もし「どんど焼き」に行けなかったら?後日の処分方法
仕事や体調不良で当日行けなかったとしても、バチが当たることはありません。ゴミ袋にポイと捨てる前に、感謝を伝える方法を確認しましょう。
- 神社の「古神札納所(こしんふだのうしょ)」へ: ほとんどの神社には、お正月飾りやお守りを常時受け付けてくれる専用の回収箱があります。初詣の時期を過ぎても設置されていることが多いので、後日改めて参拝がてら持参しましょう。
- 専門のお焚き上げ郵送サービス: 最近では、郵送でお焚き上げを代行してくれるサービスも一般的になっています。
- 自宅で心を込めて処分する手順:
- 準備: 清潔な白い紙(新聞紙でも可)を広げ、その上に正月飾りを置きます。
- お清め: 「左・右・左」の順番で、パラパラとお塩を振りかけます。これは古くから伝わるお清めの作法です。
- 梱包: 感謝の気持ちを込めながら、他のゴミ(生ゴミなど)とは袋を分けて丁寧に包みます。
- 出す時: 自治体の分別ルールに従って出しますが、この時も「今までありがとうございました」という感謝の気持ちを忘れないようにしましょう。

まとめとよくある質問(FAQ)
最後に、初めて参加する方が迷いやすいポイントを深掘りして解説します。
- Q1:雨や雪が降ったら中止になる?
- 基本的には少雨決行ですが、強風の場合は火災の危険があるため中止・延期になります。最近は自治体のホームページや地域のSNSで当日の朝に告知されることが多いので、家を出る前にチェックしましょう。
- Q2:参加費や「御花料」の相場は?
- 公園などのイベントでは無料が多いですが、お団子の準備代として「協力金(100円〜500円程度)」を募っていることがあります。神社で行う場合は、お賽銭箱に感謝の気持ちを納めるのがスマートなマナーです。
- Q3:書初めを燃やす時のコツは?
- 昔から「書初めが炎の熱で高く舞い上がれば上がるほど、字が上達し、願いが叶う」と言い伝えられています。火が安定しているタイミングを見計らって、お子様の自信作を空へ送ってあげてください。
- Q4:都会で近くに開催場所がない…
- 都市部では消防の規制で行われない場所も増えています。隣の市区町村や、少し大きめの神社の公式サイトを確認してみると、意外な「穴場スポット」が見つかるかもしれません。

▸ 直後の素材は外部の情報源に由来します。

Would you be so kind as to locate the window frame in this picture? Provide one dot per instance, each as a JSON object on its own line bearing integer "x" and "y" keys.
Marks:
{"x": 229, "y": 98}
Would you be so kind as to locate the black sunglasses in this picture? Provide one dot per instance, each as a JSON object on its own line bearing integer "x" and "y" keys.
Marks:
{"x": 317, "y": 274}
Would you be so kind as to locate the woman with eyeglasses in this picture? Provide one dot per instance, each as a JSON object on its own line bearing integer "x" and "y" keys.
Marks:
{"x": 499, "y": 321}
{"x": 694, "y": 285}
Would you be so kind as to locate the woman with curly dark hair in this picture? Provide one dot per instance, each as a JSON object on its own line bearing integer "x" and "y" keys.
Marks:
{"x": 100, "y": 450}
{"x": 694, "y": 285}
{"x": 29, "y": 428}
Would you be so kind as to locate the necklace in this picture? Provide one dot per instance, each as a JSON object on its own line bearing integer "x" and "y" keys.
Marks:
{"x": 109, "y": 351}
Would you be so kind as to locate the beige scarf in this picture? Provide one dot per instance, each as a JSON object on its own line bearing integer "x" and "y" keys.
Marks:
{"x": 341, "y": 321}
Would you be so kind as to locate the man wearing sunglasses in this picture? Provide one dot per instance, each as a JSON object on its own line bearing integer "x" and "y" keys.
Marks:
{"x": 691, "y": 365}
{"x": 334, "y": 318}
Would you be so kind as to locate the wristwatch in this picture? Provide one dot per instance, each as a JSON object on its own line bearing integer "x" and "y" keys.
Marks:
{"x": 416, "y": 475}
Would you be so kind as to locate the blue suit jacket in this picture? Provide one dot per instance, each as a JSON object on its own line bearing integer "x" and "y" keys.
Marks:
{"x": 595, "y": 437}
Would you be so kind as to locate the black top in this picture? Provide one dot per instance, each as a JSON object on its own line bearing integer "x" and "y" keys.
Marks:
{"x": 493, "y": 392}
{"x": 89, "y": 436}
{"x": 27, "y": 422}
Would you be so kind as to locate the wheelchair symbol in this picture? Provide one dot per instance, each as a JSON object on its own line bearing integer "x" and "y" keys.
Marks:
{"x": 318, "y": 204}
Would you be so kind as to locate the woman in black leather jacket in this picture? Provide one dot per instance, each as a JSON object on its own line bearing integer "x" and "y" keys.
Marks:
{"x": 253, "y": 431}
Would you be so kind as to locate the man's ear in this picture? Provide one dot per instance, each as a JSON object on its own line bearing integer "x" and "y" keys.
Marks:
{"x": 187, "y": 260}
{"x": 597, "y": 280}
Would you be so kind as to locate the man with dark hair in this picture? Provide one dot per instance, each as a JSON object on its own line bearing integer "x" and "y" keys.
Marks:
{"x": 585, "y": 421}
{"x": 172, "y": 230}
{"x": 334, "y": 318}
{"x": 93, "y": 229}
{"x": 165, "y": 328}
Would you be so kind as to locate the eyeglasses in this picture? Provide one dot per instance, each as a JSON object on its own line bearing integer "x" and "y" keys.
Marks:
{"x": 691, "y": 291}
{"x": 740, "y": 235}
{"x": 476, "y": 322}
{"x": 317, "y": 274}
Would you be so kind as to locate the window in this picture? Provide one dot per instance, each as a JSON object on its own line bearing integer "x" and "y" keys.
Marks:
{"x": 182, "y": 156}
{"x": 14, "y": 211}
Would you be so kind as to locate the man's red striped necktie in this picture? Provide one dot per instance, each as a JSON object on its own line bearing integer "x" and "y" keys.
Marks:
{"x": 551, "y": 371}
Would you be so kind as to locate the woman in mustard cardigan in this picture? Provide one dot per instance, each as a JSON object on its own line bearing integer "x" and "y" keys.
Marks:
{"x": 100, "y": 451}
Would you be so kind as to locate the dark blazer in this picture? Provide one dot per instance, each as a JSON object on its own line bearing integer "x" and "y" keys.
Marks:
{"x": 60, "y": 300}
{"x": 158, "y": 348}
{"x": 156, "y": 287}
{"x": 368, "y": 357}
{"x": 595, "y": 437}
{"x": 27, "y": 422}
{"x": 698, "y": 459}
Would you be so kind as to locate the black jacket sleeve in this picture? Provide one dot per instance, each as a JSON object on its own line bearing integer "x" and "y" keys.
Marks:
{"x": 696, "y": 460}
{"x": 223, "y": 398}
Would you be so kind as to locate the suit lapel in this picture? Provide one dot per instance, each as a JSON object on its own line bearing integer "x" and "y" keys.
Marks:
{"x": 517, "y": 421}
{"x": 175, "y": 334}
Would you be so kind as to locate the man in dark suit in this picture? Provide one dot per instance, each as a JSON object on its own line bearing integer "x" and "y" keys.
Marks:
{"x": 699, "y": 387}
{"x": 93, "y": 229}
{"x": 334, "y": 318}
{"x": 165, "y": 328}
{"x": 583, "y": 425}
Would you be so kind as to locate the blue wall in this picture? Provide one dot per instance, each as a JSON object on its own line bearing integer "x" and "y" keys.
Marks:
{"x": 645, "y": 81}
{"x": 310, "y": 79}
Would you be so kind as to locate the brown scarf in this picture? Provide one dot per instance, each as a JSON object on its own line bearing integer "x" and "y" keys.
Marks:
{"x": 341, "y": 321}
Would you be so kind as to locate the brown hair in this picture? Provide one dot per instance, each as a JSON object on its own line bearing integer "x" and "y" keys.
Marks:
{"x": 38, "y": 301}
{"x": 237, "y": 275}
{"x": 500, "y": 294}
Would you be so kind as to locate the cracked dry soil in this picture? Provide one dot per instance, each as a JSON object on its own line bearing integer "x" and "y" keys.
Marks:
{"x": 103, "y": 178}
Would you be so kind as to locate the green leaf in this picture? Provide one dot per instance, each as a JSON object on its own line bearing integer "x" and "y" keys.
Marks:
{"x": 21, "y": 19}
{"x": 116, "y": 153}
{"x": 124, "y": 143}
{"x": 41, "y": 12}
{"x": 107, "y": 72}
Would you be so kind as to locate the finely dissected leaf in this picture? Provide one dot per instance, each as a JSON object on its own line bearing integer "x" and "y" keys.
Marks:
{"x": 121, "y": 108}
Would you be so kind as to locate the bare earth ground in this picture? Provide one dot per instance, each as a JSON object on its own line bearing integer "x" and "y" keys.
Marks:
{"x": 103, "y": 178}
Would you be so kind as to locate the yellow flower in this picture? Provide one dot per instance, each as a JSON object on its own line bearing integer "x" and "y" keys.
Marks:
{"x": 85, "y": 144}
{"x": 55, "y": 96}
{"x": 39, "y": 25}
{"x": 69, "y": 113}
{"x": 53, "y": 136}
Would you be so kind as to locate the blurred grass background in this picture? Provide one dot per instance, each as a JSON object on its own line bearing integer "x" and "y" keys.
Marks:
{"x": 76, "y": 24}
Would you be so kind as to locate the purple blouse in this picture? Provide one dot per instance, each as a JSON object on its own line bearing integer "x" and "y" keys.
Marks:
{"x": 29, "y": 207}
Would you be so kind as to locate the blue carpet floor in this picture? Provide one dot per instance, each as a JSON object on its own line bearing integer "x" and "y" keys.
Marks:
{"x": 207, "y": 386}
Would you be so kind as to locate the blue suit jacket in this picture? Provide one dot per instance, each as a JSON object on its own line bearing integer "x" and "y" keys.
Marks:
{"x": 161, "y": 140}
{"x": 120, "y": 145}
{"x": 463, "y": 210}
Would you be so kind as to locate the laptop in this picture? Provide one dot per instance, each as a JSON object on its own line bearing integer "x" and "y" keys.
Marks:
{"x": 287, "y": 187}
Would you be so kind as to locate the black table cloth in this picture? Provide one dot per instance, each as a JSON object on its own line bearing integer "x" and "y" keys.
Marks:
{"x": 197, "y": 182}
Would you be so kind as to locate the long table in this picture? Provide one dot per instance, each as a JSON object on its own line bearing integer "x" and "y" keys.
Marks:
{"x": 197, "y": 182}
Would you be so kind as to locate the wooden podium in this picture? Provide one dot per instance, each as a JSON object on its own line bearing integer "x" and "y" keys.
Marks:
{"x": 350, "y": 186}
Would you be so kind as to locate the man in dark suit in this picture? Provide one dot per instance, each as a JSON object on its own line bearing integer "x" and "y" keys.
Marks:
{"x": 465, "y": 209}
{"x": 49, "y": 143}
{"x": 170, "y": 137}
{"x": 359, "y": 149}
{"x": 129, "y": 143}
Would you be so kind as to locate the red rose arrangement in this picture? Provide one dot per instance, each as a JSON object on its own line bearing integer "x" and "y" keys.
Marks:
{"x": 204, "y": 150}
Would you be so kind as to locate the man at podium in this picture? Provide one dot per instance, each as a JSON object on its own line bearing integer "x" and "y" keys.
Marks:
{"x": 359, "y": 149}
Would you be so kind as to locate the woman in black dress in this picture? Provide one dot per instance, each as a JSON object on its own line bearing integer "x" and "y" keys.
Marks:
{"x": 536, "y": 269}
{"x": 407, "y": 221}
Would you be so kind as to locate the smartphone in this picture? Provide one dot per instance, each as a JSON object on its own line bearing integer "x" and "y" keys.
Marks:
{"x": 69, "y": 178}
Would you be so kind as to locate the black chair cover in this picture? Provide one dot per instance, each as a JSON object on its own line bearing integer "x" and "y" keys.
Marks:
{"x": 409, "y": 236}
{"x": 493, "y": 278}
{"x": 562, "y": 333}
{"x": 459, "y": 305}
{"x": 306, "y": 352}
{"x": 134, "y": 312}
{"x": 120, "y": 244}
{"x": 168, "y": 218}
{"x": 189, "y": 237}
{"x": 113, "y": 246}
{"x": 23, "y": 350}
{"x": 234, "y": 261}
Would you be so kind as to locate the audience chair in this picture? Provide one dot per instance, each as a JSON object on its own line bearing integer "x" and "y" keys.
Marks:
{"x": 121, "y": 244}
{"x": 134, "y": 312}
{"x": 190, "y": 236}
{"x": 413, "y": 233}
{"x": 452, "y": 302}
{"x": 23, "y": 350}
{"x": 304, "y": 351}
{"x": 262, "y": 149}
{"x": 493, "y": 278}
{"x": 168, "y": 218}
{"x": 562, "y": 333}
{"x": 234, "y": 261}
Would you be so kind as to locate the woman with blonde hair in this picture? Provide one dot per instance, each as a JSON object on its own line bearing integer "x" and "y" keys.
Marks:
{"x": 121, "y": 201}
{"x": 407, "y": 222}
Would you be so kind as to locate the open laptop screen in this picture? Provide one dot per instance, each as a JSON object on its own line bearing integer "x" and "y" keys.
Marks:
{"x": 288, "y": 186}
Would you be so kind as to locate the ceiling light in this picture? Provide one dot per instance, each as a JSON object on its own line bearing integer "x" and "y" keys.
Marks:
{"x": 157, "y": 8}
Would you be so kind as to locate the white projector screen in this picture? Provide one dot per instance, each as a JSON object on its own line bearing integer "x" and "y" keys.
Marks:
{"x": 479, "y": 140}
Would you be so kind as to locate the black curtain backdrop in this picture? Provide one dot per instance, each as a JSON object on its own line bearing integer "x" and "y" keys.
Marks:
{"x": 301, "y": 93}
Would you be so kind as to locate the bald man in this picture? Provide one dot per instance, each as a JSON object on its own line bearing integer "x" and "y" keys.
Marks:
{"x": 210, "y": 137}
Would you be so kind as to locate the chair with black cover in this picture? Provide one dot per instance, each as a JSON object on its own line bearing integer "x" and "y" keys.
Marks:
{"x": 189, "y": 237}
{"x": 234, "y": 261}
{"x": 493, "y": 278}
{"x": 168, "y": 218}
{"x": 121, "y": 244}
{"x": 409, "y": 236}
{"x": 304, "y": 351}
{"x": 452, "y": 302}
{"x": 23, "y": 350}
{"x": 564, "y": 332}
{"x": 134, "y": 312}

どんど焼きは、古くから日本人に親しまれてきた素敵な行事です。マナーを守って参加し、素晴らしい1年をスタートさせてくださいね!
免責事項
本記事は情報の正確性を期していますが、どんど焼きの開催日程や持ち込みルールの詳細は地域や神社によって異なります。実際に参加される際は、お住まいの地域の自治体や神社の公式サイトを必ずご確認ください。